Keep Paper Goods Locked Up Or Kept Out

If you have open or haphazard garage storage, then you’ll want to keep paper goods out of your garage altogether; those with well-made garage cabinets can harbor the material, but only in places that rodents and insects can not get to. The simple truth about paper in the garage is that it is an ideal breeding ground for insects and provides easy nesting material for rodents. These are two things you never want to harbor in your garage or home, so it is best to keep the paper plates, stacks of documents, and other paper supplies out of the garage. If that isn’t motivation enough, consider that paper products (especially when dried by a hot garage) are incredibly flammable, and that many house fires begin in the garage.

Harsh Chemicals

Have you ever wondered why many California homes have pool houses or sheds for their pool equipment? While this may seem like an opulent feature reserved for the rich, it is actually serves to solve a simple need by keeping dangerous chemicals away from living spaces. Many pools use chlorine to aid in filtration and prevent bacterial growth in the water, but chlorine is actually incredibly lethal in a gas form. For this reason, pool owners are advised to never keep chlorine in a garage, especially those that are connected to the home. Likewise, other harsh chemicals such as gasoline, pesticides, oil, and many cleaning chemicals should be kept in an outdoor, detached shed or storage area. Often, these liquid chemicals become dangerous in a gaseous state, which can be achieved at high pressure (in a container) under high heat (such as those in the garage).

Family Photos

Too often lumped into a “storage item” and forgotten in a sweltering attic or stuffy kitchen cabinets, family photo albums often end up stored in far too warm of an environment. Nearly all paper products wilt and age more quickly in a warm environment and photos are no exception. If you store your family photos in the garage, they will be subject to dry heat in the summer and potentially humidity in the wetter months, both of which can quickly fade and damage your favorite photos. If you haven’t already, back up older photos digitally and always store them indoors for safe-keeping.
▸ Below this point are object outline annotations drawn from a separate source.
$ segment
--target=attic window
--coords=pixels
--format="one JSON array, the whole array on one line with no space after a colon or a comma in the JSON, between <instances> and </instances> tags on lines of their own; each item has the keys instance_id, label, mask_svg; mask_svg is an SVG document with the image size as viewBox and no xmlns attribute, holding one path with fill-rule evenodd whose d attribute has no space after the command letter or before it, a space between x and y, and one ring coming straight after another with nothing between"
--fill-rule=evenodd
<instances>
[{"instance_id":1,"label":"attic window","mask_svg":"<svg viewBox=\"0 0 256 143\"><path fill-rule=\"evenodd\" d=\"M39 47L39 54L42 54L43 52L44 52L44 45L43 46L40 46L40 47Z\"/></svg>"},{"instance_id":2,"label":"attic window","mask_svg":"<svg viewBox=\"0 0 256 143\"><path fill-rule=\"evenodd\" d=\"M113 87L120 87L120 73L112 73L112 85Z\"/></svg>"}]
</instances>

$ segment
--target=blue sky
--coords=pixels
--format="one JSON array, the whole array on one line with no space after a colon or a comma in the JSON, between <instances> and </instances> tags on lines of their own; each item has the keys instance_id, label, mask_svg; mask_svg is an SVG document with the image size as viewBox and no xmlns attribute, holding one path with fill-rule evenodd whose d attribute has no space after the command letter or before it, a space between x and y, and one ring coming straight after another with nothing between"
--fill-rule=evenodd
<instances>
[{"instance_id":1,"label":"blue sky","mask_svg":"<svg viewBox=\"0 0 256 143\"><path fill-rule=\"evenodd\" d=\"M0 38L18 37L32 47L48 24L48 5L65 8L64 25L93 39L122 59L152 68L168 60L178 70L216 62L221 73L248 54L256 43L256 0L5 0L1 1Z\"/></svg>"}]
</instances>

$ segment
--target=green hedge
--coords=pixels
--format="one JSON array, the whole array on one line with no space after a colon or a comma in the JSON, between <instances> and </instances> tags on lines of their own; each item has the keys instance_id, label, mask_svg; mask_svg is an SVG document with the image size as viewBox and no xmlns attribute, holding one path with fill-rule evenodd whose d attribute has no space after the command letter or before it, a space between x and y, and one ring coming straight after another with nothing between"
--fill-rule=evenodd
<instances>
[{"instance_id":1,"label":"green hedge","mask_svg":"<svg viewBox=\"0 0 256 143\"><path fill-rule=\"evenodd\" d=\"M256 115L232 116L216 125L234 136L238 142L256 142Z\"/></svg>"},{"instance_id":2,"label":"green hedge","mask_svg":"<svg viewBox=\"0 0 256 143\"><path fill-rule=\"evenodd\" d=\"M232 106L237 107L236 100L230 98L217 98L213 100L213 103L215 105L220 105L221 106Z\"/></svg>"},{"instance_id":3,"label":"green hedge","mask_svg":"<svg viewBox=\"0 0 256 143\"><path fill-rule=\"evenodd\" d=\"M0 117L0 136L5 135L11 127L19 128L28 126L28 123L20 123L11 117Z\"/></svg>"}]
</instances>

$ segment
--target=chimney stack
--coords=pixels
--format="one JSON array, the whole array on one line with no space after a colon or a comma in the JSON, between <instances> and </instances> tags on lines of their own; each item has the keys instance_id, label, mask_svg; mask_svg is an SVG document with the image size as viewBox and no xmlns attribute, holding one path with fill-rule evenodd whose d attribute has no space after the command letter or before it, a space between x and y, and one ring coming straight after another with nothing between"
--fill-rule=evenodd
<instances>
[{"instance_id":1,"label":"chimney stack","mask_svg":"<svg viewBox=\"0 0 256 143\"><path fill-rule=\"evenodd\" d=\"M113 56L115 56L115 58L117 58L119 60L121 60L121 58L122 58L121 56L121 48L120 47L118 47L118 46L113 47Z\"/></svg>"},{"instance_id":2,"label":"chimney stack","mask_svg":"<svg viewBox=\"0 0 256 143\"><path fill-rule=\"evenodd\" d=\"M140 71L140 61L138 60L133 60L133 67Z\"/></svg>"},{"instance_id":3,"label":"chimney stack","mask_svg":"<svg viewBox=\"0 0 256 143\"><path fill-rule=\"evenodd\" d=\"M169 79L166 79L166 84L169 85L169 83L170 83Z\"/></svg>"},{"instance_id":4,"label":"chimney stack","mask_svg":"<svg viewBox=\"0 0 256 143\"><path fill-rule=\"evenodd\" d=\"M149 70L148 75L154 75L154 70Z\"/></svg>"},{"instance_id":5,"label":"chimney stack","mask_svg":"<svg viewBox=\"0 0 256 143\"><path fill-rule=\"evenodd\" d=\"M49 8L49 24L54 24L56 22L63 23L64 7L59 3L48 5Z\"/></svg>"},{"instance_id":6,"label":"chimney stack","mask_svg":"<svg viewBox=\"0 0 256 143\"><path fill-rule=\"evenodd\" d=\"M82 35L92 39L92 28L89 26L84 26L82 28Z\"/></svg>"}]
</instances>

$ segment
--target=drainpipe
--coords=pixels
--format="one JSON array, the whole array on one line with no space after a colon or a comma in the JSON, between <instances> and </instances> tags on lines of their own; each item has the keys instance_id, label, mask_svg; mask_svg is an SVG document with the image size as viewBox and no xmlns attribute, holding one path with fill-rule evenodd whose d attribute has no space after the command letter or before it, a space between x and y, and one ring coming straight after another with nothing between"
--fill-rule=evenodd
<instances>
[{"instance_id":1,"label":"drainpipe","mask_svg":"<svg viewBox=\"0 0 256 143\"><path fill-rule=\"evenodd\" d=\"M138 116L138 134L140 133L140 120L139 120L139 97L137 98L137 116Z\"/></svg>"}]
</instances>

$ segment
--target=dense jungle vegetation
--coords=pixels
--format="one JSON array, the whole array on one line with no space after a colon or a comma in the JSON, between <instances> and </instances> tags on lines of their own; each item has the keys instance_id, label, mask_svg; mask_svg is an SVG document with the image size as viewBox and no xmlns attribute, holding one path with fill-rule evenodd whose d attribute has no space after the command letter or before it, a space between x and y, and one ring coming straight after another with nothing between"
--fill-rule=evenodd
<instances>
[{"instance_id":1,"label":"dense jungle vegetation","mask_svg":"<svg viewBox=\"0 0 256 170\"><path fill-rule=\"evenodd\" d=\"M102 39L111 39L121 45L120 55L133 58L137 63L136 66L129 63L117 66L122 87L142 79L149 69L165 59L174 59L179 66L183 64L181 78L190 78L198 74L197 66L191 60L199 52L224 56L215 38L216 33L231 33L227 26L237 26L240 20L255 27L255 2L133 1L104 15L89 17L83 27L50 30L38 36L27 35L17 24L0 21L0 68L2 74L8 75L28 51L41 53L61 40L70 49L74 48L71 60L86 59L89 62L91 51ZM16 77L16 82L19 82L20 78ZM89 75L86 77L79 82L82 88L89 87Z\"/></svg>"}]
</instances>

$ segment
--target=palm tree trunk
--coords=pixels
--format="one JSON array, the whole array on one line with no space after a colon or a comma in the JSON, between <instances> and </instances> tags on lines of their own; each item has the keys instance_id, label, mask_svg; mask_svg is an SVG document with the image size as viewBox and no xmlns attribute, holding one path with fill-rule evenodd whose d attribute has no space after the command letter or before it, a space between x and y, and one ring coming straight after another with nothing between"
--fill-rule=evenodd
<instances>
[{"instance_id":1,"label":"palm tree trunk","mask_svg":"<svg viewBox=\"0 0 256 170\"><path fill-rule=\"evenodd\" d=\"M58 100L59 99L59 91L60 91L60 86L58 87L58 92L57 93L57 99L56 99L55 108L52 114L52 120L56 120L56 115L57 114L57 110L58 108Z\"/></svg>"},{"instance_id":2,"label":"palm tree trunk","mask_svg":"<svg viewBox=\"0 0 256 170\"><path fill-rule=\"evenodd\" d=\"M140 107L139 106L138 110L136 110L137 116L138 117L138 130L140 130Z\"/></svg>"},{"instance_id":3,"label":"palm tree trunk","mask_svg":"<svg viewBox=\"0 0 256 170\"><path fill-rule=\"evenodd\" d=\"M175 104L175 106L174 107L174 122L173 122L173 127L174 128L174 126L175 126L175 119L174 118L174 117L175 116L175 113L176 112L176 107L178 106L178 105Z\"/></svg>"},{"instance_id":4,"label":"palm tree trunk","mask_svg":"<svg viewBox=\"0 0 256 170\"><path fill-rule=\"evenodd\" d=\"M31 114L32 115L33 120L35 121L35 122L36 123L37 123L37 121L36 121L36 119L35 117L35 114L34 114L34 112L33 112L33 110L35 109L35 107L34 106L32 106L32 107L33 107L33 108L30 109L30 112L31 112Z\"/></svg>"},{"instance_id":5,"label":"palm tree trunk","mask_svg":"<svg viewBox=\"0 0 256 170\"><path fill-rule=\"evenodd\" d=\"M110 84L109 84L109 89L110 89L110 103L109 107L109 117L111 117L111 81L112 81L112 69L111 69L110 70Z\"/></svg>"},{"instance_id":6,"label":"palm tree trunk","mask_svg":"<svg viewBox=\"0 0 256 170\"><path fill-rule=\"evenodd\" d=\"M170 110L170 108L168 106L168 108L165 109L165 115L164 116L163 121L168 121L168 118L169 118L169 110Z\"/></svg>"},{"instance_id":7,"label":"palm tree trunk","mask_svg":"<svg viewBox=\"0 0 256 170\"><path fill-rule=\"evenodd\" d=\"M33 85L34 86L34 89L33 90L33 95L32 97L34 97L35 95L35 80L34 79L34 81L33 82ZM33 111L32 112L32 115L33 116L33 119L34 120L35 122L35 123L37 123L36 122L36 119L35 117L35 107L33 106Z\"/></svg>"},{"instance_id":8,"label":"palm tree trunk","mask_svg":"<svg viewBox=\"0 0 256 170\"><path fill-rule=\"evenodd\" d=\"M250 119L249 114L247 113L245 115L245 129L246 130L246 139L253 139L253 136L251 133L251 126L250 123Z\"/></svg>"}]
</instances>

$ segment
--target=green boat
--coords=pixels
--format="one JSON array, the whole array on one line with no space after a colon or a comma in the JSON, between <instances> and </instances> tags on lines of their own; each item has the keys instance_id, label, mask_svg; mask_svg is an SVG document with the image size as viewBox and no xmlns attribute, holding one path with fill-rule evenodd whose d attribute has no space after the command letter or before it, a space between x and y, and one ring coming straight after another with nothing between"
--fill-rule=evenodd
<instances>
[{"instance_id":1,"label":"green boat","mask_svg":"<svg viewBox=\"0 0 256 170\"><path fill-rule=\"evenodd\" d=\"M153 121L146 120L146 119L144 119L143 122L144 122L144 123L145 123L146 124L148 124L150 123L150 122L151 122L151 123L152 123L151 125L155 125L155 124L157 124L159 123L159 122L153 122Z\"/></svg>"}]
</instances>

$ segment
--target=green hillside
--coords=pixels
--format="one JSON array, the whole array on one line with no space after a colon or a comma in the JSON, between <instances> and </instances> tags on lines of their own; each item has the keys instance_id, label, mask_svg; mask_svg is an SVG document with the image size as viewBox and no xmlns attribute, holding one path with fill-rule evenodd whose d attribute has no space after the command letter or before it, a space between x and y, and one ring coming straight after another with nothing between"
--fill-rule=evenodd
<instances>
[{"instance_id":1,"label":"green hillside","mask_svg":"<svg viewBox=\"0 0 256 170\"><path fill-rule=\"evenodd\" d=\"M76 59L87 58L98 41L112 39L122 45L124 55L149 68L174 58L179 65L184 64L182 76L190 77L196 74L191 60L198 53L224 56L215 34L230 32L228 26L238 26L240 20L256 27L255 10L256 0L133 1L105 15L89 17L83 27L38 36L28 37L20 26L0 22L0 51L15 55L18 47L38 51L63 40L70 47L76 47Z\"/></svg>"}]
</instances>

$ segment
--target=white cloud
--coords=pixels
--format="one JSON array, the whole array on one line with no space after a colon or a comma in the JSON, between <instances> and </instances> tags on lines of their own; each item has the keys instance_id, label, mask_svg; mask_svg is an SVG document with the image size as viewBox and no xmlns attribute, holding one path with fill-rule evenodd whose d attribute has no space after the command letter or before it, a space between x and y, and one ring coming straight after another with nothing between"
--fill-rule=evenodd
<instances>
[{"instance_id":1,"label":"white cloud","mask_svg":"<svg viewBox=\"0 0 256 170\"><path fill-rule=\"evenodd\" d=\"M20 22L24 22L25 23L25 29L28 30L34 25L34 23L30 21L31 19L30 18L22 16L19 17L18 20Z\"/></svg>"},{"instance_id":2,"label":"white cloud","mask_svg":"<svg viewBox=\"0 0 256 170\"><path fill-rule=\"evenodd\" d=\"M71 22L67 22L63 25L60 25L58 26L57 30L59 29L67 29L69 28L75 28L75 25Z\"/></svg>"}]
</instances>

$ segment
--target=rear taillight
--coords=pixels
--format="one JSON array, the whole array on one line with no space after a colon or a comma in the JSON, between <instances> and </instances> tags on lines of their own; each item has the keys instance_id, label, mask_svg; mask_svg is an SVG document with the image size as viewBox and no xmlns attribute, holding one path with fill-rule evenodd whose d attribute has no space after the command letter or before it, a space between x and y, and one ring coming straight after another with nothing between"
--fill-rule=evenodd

Garage Cabinets Are Still Great

You may be frustratedly wondering just what you can keep in the garage cabinets you’re dreaming of, but worry not – there are plenty of things to keep in them. In fact, you’ll find that filling your garage cabinets with safe and purposeful things will come naturally to your family. Whether they become a space for tools, hobbyist items, sports equipment, or even just extra storage, there are a great many of your possessions that can benefit from the right garage cabinets.